En favor de la actriz hay que decir que ha intentado seguir de la mano de ese otro cine que nos llega en menor medida y que siempre le brinda papeles muy interesantes, como Smart People o Salvando las Apariencias, pero cada vez parecen más espaciados en el tiempo, más distantes. Y menos interesantes.

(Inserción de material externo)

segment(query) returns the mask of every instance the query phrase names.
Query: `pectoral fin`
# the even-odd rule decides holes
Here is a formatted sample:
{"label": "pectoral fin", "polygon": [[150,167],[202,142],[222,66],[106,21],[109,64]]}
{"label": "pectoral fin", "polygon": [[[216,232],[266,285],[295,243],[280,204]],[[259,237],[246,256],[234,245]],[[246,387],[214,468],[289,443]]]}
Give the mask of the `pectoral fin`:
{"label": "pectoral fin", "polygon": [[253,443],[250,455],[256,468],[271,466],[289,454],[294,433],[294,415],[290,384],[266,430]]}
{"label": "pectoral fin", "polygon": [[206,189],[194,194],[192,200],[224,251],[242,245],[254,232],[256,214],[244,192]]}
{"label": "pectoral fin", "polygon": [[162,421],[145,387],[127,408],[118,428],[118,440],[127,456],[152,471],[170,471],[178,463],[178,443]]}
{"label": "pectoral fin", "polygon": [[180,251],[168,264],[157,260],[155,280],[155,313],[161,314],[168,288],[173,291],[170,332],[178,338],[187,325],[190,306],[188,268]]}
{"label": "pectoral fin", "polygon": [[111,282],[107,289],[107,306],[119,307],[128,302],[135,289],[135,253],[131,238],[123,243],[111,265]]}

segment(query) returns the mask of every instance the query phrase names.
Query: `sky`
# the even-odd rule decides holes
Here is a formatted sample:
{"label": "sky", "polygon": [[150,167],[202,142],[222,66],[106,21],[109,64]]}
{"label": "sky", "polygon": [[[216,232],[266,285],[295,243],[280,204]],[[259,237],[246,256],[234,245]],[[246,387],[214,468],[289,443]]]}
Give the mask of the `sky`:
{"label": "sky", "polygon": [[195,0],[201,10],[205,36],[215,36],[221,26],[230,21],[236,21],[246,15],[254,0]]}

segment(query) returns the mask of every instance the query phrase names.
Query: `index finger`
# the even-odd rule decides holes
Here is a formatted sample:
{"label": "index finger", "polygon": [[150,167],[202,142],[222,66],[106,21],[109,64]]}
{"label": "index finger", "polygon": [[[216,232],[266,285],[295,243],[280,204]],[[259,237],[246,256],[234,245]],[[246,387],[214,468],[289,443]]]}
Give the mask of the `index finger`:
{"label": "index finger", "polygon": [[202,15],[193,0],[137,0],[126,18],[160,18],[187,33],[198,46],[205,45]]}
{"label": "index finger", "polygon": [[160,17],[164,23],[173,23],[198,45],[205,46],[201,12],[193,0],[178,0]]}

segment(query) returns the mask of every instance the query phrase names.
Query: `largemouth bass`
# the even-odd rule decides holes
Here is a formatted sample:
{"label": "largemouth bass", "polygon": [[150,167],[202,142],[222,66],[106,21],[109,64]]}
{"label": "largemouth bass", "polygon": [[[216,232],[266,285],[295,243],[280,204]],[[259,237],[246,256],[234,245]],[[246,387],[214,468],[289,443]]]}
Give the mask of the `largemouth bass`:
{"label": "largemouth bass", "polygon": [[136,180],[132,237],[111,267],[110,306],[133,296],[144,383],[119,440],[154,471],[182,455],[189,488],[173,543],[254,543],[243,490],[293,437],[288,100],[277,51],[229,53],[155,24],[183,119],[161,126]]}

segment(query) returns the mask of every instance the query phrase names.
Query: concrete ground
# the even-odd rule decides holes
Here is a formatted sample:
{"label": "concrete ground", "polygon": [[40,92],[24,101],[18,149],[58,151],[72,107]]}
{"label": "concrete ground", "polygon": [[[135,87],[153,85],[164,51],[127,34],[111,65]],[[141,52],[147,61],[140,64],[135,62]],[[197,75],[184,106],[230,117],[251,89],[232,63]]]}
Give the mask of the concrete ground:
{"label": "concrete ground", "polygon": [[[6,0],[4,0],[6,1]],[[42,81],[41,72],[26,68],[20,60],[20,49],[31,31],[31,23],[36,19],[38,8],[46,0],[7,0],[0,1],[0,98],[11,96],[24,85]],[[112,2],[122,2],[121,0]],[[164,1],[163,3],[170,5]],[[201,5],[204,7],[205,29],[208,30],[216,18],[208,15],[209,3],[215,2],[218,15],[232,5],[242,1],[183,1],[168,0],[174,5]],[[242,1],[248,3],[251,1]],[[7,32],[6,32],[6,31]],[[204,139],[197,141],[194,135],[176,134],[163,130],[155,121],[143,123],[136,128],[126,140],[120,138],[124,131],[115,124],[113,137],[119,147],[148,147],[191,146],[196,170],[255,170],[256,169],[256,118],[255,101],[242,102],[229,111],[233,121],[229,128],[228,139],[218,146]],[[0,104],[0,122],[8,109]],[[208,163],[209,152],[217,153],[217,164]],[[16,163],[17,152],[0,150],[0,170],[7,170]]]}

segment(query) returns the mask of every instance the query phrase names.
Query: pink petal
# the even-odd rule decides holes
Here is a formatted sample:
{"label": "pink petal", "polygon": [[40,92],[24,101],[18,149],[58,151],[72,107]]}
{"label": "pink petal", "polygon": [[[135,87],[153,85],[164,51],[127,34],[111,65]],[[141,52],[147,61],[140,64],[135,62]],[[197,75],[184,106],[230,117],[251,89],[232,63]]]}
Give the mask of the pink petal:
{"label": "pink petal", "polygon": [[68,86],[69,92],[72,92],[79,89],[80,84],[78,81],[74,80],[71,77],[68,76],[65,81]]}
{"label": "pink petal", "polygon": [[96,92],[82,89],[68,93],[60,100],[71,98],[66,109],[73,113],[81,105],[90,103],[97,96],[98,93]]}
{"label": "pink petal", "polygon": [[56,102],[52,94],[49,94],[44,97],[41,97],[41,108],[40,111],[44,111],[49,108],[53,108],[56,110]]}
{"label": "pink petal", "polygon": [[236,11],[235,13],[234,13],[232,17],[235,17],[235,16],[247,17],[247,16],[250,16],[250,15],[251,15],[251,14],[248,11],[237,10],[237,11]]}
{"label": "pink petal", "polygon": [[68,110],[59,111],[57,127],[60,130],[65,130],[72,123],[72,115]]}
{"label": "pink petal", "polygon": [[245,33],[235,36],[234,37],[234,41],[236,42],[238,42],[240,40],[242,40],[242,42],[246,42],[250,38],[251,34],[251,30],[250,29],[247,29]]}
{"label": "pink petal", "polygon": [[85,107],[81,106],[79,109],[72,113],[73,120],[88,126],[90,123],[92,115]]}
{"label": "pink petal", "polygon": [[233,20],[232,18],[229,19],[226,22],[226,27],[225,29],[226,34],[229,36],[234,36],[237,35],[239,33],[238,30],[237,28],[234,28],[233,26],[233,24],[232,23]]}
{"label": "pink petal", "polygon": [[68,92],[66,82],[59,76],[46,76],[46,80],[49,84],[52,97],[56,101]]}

Y eso es lo que ha pasado con Tentación en Manhattan, supuesta comedia madura sobre una mujer, ama de casa y con trabajo, que tiene que compaginar su vida laboral con sus hijos, su marido recién despedido y los quehaceres del hogar, más ahora que tiene que viajar por trabajo con cierta frecuencia a Nueva York, donde un nuevo hombre pondrá la tentación en su vida.

Y si el argumento parece estar a años luz de Sexo en Nueva York, es la propia actriz la que pone todos su esfuerzo en dejarnos claro que sigue siendo Carrie, repitiendo cada mohín, cada gesto y cada seña de identidad del personaje que tanta fama le ha dado, pero como si ahora estuviese casada y con hijos, habiendo dejado la Gran Manzana por Boston.

El resto, se lo pueden imaginar los espectadores sin siquiera encender las neuronas. La historia viaja de tópico a tópico (la relación con el marido y la llegada de un nuevo empleo, el trato con los hijos, sus amigas, el posible amante en Nueva York…) sin dejar nada al azar, para que todo quede atado, bien atado y sin ninguna sorpresa cuando llegan los títulos de crédito. Es incluso en la comedia donde la película falla y sólo algunos momentos, como el chiste del corte de pelo del hijo, realmente funcionan.

En una película tan manida como esta, son los actores los verdaderos encargados de sacar petróleo de donde no lo hay, y tanto Greg Kinnear como Pierce Brosnan hacen lo que pueden con dos personajes bastante huecos. Lo mismo con personajes menos importantes e interesantes como los de Jessica Szhor, Sarah Shahi o Busy Phillips, aunque quien se lleva la palma es Christina Hendricks, actriz a la que algunos descubrimos ya en Firefly y que impregna algo de vida a un relato que no la tiene. Suyos son los mejores momentos de una comedia que requería de más agallas y más riesgo para funcionar realmente.